Don't use LIMIT OFFSET for pagination in PostgreSQL
Introduction
LIMIT
/ OFFSET
pagination is one of the most common ways to implement pagination in your service. You can find countless tutorials online describing the method and its even the default in the popular web framework Django1. While it gets the job done for most use cases and smaller tables, you may begin to run into performance issues when paginating tables with millions of rows. Django and Laravel2 even have warnings in their documentation about this type of pagination.
In the rest of the post I’ll show you how LIMIT
/ OFFSET
pagination performs on larger tables as well as providing an alternative to LIMIT
/ OFFSET
called cursor-based pagination.
Setting up
All examples in this post will use the IMDB dataset3. If you wish to follow along and try some queries out yourself, download and import the IMDB dataset into a PostgreSQL databse. If you haven’t installed PostgreSQL, get it from the official website.
Here’s how I set it up using Ubuntu 24.04:
# Download the IMDB dataset
wget https://dataverse.harvard.edu/api/access/datafile/:persistentId?persistentId=doi:10.7910/DVN/2QYZBT/TGYUNU -O imdb.pgdump
# Create a database
sudo -u postgres createdb imdb
# Import the dataset
sudo -u postgres pg_restore --verbose --clean --no-acl --no-owner --dbname=imdb -U postgres imdb.pgdump
After the import is complete, you can connect to the database using the psql
command.
sudo -u postgres psql -U postgres imdb
Your database should look something like this:
imdb=# \d
List of relations
Schema | Name | Type | Owner
--------+-----------------+-------+----------
public | aka_name | table | postgres
public | aka_title | table | postgres
public | cast_info | table | postgres
public | char_name | table | postgres
public | comp_cast_type | table | postgres
public | company_name | table | postgres
public | company_type | table | postgres
public | complete_cast | table | postgres
public | info_type | table | postgres
public | keyword | table | postgres
public | kind_type | table | postgres
public | link_type | table | postgres
public | movie_companies | table | postgres
public | movie_info | table | postgres
public | movie_info_idx | table | postgres
public | movie_keyword | table | postgres
public | movie_link | table | postgres
public | name | table | postgres
public | person_info | table | postgres
public | role_type | table | postgres
public | title | table | postgres
(21 rows)
Methodology
We’ll use EXPLAIN ANALYZE
to compare the performance of LIMIT
and OFFSET
with other pagination methods. This command provides detailed query execution information, particularly the planning and execution times. We will use the query planning and execution times to compare the performance of the two methods. In each example, we will start at the beginning and then increase the offeset by factors of ten until we reach one million.

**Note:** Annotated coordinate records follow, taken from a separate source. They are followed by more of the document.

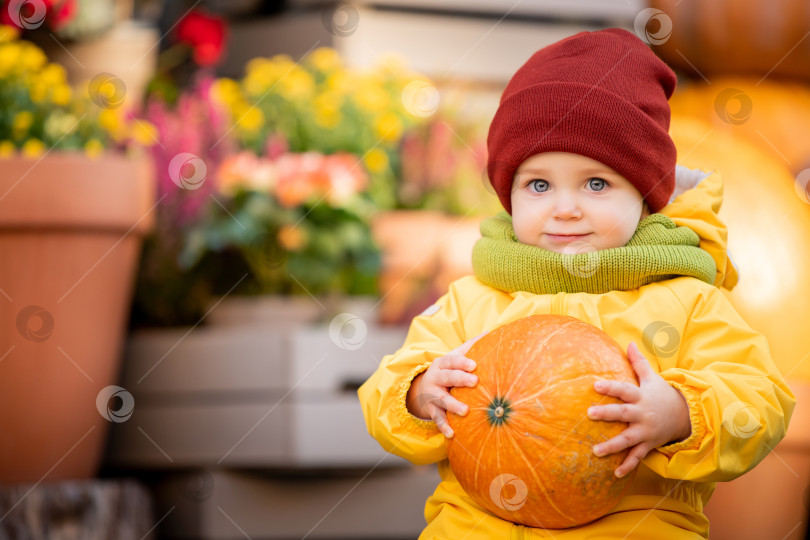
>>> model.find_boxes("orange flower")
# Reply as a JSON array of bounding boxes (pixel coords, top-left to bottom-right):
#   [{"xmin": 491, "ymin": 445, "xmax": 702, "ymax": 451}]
[
  {"xmin": 218, "ymin": 151, "xmax": 276, "ymax": 195},
  {"xmin": 278, "ymin": 225, "xmax": 306, "ymax": 251}
]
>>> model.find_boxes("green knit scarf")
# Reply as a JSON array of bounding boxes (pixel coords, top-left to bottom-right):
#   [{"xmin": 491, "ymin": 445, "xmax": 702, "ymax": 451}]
[{"xmin": 473, "ymin": 212, "xmax": 716, "ymax": 294}]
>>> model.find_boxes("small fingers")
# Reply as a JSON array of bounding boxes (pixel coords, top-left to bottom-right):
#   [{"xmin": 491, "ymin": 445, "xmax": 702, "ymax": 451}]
[
  {"xmin": 614, "ymin": 444, "xmax": 649, "ymax": 478},
  {"xmin": 434, "ymin": 369, "xmax": 478, "ymax": 388},
  {"xmin": 593, "ymin": 379, "xmax": 641, "ymax": 403},
  {"xmin": 430, "ymin": 405, "xmax": 454, "ymax": 439},
  {"xmin": 453, "ymin": 332, "xmax": 487, "ymax": 356},
  {"xmin": 593, "ymin": 428, "xmax": 641, "ymax": 457},
  {"xmin": 627, "ymin": 343, "xmax": 656, "ymax": 382},
  {"xmin": 588, "ymin": 403, "xmax": 641, "ymax": 424},
  {"xmin": 434, "ymin": 352, "xmax": 476, "ymax": 371}
]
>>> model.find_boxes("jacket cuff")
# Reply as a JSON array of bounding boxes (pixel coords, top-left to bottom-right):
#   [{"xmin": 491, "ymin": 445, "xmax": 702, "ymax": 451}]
[
  {"xmin": 657, "ymin": 381, "xmax": 706, "ymax": 457},
  {"xmin": 396, "ymin": 362, "xmax": 439, "ymax": 433}
]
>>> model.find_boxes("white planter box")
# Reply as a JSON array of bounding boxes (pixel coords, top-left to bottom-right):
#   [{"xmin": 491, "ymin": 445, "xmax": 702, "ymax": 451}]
[{"xmin": 108, "ymin": 314, "xmax": 406, "ymax": 468}]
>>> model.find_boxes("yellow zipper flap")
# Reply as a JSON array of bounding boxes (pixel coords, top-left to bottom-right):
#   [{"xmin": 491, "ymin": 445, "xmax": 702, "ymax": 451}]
[{"xmin": 551, "ymin": 292, "xmax": 568, "ymax": 315}]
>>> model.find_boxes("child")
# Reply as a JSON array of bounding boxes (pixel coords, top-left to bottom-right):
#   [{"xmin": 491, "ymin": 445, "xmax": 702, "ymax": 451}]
[{"xmin": 359, "ymin": 29, "xmax": 794, "ymax": 540}]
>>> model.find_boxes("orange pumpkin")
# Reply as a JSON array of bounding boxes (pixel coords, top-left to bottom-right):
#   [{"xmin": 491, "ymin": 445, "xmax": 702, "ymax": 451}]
[
  {"xmin": 669, "ymin": 78, "xmax": 810, "ymax": 174},
  {"xmin": 447, "ymin": 315, "xmax": 636, "ymax": 529},
  {"xmin": 648, "ymin": 0, "xmax": 810, "ymax": 83}
]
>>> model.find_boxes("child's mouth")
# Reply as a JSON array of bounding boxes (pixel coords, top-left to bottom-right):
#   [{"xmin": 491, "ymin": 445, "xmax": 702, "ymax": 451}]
[{"xmin": 546, "ymin": 233, "xmax": 590, "ymax": 242}]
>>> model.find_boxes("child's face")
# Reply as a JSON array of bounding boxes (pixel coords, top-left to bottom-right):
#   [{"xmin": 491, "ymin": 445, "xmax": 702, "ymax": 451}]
[{"xmin": 512, "ymin": 152, "xmax": 649, "ymax": 253}]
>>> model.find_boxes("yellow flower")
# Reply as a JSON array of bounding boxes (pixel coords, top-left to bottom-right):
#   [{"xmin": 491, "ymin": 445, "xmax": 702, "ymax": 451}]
[
  {"xmin": 354, "ymin": 83, "xmax": 391, "ymax": 113},
  {"xmin": 98, "ymin": 109, "xmax": 126, "ymax": 141},
  {"xmin": 363, "ymin": 148, "xmax": 388, "ymax": 174},
  {"xmin": 211, "ymin": 79, "xmax": 242, "ymax": 107},
  {"xmin": 326, "ymin": 71, "xmax": 358, "ymax": 94},
  {"xmin": 278, "ymin": 225, "xmax": 307, "ymax": 251},
  {"xmin": 313, "ymin": 92, "xmax": 343, "ymax": 129},
  {"xmin": 0, "ymin": 43, "xmax": 20, "ymax": 74},
  {"xmin": 374, "ymin": 112, "xmax": 402, "ymax": 142},
  {"xmin": 22, "ymin": 139, "xmax": 45, "ymax": 158},
  {"xmin": 19, "ymin": 41, "xmax": 48, "ymax": 71},
  {"xmin": 0, "ymin": 139, "xmax": 17, "ymax": 158},
  {"xmin": 276, "ymin": 66, "xmax": 315, "ymax": 100},
  {"xmin": 306, "ymin": 47, "xmax": 343, "ymax": 72},
  {"xmin": 45, "ymin": 111, "xmax": 78, "ymax": 140},
  {"xmin": 84, "ymin": 139, "xmax": 104, "ymax": 159},
  {"xmin": 234, "ymin": 105, "xmax": 264, "ymax": 132},
  {"xmin": 39, "ymin": 64, "xmax": 67, "ymax": 85},
  {"xmin": 11, "ymin": 111, "xmax": 34, "ymax": 138},
  {"xmin": 0, "ymin": 24, "xmax": 20, "ymax": 43},
  {"xmin": 132, "ymin": 120, "xmax": 159, "ymax": 146},
  {"xmin": 51, "ymin": 84, "xmax": 73, "ymax": 105}
]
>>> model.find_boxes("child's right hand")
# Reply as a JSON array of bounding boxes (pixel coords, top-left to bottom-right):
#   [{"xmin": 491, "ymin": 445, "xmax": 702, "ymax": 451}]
[{"xmin": 405, "ymin": 332, "xmax": 486, "ymax": 439}]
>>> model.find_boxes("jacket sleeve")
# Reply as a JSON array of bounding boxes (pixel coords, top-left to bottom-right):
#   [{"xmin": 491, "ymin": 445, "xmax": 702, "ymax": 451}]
[
  {"xmin": 645, "ymin": 287, "xmax": 795, "ymax": 482},
  {"xmin": 358, "ymin": 285, "xmax": 466, "ymax": 464}
]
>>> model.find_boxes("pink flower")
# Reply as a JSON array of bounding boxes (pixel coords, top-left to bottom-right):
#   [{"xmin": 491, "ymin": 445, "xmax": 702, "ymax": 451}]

This data below is not meant to measure the exact timings of these queries, and the hardware it is running on doesn’t really matter here. What does matter is the understanding of how it performs over datasets that vary by orders of magnitude. Additionally, to avoid much bias from query buffers in PostgreSQL, I will “warm” each query by executing it a few times before recording the timings.
The LIMIT and OFFSET clauses
LIMIT
and OFFSET
is often the first choice for pagination because it’s easy to understand and implement. You will often see URLs that look something like: https://example.com/titles?limit=100&offset=20
, where the limit
and offset
parameters are used to construct a matching SQL query:
SELECT * FROM title ORDER BY id LIMIT 100 OFFSET 20;
Each time you click the “Next” button, the offset
value gets increased by the limit
value and a new page is returned.
Here’s an example using the title
table from the IMDB dataset, which contains over 2.5 million rows. Starting on the first page, and then increasing the offsets to 100
, ,1000
, 10,000
, 100,000
and finally 1,000,000
.
imdb=# EXPLAIN ANALYZE SELECT * FROM title ORDER BY id LIMIT 100 OFFSET 0;
QUERY PLAN
--------------------------------------------------------------------------------------------------------------------------------------
Limit (cost=0.43..4.47 rows=100 width=95) (actual time=0.042..0.233 rows=100 loops=1)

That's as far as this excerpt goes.